La solitude estoit profonde,
S’étendant partout à la ronde.
Nostre hermite nouveau subsistoit là dedans.
Il fit tant de pieds et de dents
Qu’en peu de jours il eut au fond de l’hermitage
Le vivre et le couvert ; que faut-il davantage ?

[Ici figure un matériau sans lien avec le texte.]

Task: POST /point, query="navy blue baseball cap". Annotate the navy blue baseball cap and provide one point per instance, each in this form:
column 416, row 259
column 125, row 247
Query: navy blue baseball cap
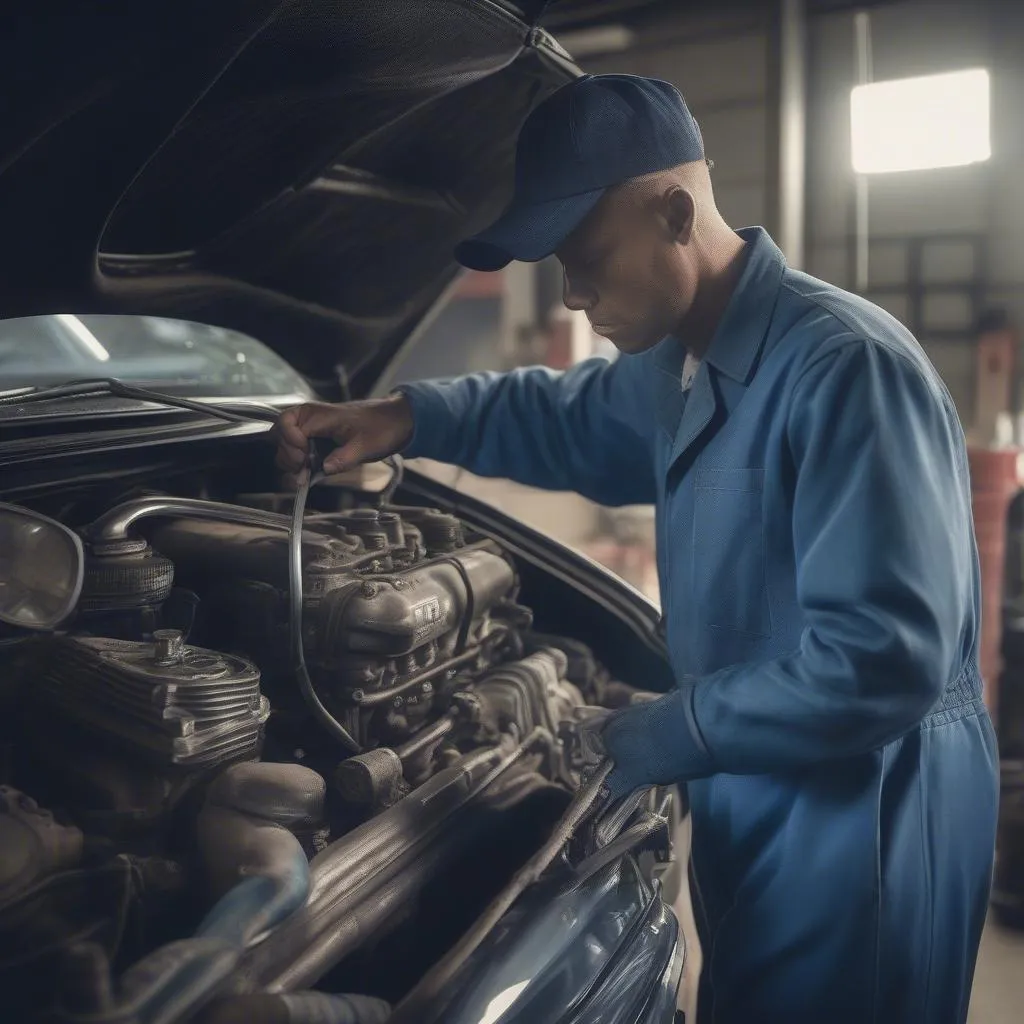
column 598, row 131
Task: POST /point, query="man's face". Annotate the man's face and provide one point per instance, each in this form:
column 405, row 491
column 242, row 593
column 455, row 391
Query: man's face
column 629, row 268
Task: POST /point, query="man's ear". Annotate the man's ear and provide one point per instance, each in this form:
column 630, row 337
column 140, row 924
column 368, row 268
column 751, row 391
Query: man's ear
column 679, row 209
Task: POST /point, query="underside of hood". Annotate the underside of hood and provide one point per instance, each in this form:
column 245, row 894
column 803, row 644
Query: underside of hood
column 297, row 171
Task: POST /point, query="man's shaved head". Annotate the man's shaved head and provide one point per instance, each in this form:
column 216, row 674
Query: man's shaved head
column 637, row 262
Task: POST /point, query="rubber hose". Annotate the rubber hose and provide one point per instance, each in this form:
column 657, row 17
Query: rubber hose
column 296, row 1008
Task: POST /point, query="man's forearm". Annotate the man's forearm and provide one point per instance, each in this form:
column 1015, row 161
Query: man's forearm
column 551, row 430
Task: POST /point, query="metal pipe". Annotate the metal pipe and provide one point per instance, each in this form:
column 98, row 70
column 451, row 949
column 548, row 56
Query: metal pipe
column 114, row 526
column 793, row 129
column 862, row 57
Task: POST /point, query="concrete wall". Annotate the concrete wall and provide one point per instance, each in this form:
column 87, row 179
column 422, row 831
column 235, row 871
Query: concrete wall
column 721, row 65
column 965, row 226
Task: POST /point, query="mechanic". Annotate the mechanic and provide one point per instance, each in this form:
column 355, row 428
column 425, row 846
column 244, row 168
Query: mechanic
column 816, row 557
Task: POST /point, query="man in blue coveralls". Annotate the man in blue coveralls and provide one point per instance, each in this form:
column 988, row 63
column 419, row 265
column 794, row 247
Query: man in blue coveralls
column 816, row 558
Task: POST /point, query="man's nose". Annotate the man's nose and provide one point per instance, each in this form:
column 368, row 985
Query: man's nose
column 577, row 297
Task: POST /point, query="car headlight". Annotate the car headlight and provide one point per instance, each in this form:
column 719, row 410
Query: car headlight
column 41, row 567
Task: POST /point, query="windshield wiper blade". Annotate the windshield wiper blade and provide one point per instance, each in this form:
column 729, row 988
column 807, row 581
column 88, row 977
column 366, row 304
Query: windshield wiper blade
column 113, row 386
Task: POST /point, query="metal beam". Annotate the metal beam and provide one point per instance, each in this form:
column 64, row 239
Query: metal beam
column 792, row 129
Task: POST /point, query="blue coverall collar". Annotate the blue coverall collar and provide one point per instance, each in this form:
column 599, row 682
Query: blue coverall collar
column 740, row 335
column 733, row 352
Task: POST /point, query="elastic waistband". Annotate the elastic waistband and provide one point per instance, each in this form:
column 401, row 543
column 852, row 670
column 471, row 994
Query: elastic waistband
column 962, row 697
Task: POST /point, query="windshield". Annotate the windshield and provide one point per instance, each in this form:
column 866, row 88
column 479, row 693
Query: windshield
column 178, row 355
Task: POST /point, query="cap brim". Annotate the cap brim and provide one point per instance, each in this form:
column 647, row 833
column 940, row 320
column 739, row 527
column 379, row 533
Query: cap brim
column 526, row 232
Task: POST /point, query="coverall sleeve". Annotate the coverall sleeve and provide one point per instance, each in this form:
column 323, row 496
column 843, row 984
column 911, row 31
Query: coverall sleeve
column 580, row 430
column 885, row 578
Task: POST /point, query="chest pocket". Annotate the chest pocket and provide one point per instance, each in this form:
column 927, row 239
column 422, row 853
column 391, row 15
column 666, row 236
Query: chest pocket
column 729, row 582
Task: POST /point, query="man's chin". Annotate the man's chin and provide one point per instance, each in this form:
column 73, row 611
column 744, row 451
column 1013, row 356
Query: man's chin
column 626, row 343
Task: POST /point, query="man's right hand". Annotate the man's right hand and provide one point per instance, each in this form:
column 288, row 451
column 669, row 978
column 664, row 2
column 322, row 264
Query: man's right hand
column 363, row 431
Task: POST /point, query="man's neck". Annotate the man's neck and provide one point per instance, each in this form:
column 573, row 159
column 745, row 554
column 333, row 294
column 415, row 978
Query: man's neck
column 723, row 266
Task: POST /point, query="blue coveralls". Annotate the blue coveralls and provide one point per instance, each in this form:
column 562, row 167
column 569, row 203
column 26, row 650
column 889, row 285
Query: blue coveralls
column 820, row 587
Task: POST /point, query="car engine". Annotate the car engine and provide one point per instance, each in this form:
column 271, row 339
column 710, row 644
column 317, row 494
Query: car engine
column 166, row 785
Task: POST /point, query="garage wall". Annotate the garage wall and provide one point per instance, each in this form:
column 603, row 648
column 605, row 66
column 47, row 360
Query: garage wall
column 945, row 245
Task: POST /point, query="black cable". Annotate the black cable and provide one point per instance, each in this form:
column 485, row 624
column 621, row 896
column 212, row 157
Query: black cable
column 326, row 719
column 118, row 388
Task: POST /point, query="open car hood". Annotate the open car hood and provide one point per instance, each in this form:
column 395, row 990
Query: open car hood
column 299, row 171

Il devint gros et gras ; Dieu prodigue ses biens
A ceux qui font vœu d’estre siens.
Un jour au devot personnage
Des deputez du peuple Rat
S’en vinrent demander quelque aumône legere :
Ils alloient en terre etrangere
Chercher quelque secours contre le peuple chat ;
Ratopolis estoit bloquée :
On les avoit contraints de partir sans argent,
Attendu l’estat indigent
De la Republique attaquée.
Ils demandoient fort peu, certains que le secours
Seroit prest dans quatre ou cinq jours.
Mes amis, dit le Solitaire,
Les choses d’icy bas ne me regardent plus ;
En quoy peut un pauvre Reclus
Vous assister ? que peut-il faire,
Que de prier le ciel qu’il vous aide en cecy ?
J’espere qu’il aura de vous quelque soucy.
Ayant parlé de cette sorte,
Le nouveau Saint ferma sa porte.
Qui designay-je à vostre avis
Par ce Rat si peu secourable ?
Un Moine ? Non, mais un Dervis ;
Je suppose qu’un Moine est toûjours charitable.